The whole thing started while I worked on an edit. Not mine. Someone else’s. I got tired of sitting at my desk, looking out at the same old poinsettia bush. After all, it’s summertime. The bush is nothing shy of boring and green. So, I got up, went into the family room, and flipped on Pandora Radio on the television.
Apparently the last time I listened to Pandora in the family room, I had it on the “Simon and Garfunkel” station.
I love Simon and Garfunkel’s music. I grew up on it. I owned their albums, which I played nonstop on the little portable in my bedroom, the one I got one year for Christmas. (The portable, not the bedroom…)
Growing up, I took a lot of dance classes and, as a teenager, added choreography classes. One of my all-time favorite numbers that I choreographed was to Simon and Garfunkel’s The Boxer, which also happened to be my favorite all-time favorite song of theirs.

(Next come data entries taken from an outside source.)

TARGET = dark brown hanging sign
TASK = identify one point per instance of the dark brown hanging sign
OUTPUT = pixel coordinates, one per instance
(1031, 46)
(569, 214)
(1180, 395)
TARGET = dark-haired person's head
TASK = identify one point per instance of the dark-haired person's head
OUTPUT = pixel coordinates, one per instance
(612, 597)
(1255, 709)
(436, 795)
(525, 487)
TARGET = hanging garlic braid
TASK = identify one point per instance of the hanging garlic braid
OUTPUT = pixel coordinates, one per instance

And, wouldn’t you know it, Pandora started my afternoon of music-to-edit-by with that very song.
After a while I stopped editing and started wondering why in the world two such brilliant young talents separated. I knew, from past research, that they’d known each other since boyhood and had performed together for way more years than they’d been recording successes.

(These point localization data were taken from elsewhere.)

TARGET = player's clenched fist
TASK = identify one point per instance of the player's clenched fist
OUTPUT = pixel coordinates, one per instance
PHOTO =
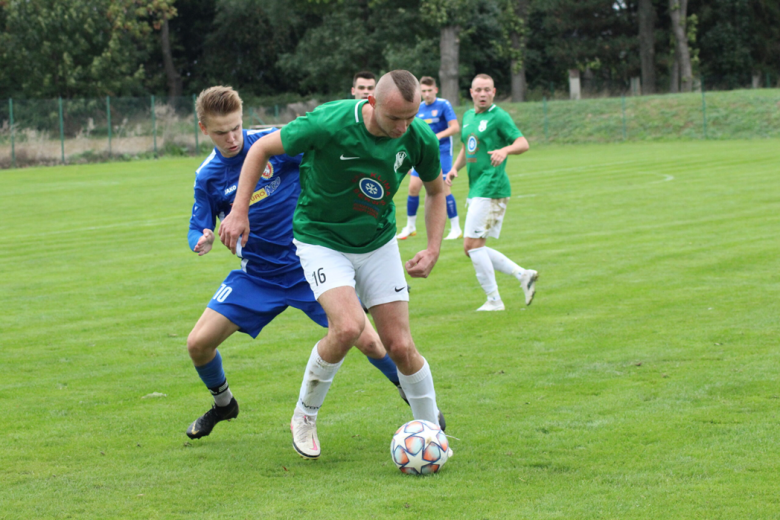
(235, 227)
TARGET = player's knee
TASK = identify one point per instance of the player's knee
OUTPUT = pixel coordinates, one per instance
(346, 333)
(197, 346)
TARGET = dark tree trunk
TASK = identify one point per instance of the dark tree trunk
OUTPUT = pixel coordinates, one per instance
(519, 84)
(677, 12)
(450, 62)
(647, 45)
(174, 78)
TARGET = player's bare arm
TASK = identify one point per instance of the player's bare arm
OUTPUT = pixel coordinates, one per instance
(453, 127)
(204, 242)
(236, 224)
(435, 218)
(516, 148)
(460, 162)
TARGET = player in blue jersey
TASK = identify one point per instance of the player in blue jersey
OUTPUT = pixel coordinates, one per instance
(270, 278)
(440, 116)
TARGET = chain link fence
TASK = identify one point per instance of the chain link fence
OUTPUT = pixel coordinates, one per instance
(73, 131)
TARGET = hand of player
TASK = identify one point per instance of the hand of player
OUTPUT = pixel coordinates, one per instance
(204, 243)
(235, 227)
(497, 156)
(452, 174)
(422, 264)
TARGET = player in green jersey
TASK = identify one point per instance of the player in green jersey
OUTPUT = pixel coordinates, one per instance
(489, 135)
(355, 155)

For the next half hour or so (or more, but who’s counting?), I watched videos where the two men talked, separately, about what had taken place … what had led to their breakup. And, I have to tell you, it broke my heart.
So, here’s the story: it all broke up over Bridge Over Troubled Water, which Paul had written in a high key (that he could not sing) specifically for “Artie” as he called Art Garfunkel. Thus, “Artie” sang the song “solo.” And so well, most people assumed he had written the song for himself. Simon was disturbed by the misunderstanding and Garfunkel wasn’t saying enough to fix the error. Even when they came back together for the 1981 Central Park concert, Simon walked off the stage while Garfunkel sang “Bridge.” The whole thing was still too close to home (although today they say they are both fine with it all).
And there you have it, ladies and gentlemen. One of the most beloved, most successful duos in the history of music broke up over who wrote a song. (Can someone say, “Pride comes before a fall”?)
But wait … I stopped myself as I went on a mental tirade over such silliness. Wait. How many times have I frowned and pouted? “I wrote that…” or “I said that first…” or … the list goes on and on. The beauty of what was done is lost in the faulty emotions and attitudes of the do-ers.
So, here’s my challenge to all of us (myself included)… the next time you get puffed up because you didn’t get credit for something, stop. Step back. Breathe. Rethink it. What’s more important? The effects of the song or the credit of the songwriter? What do you think?
(I’ve included a couple of neat videos in the links of the songs. Enjoy!)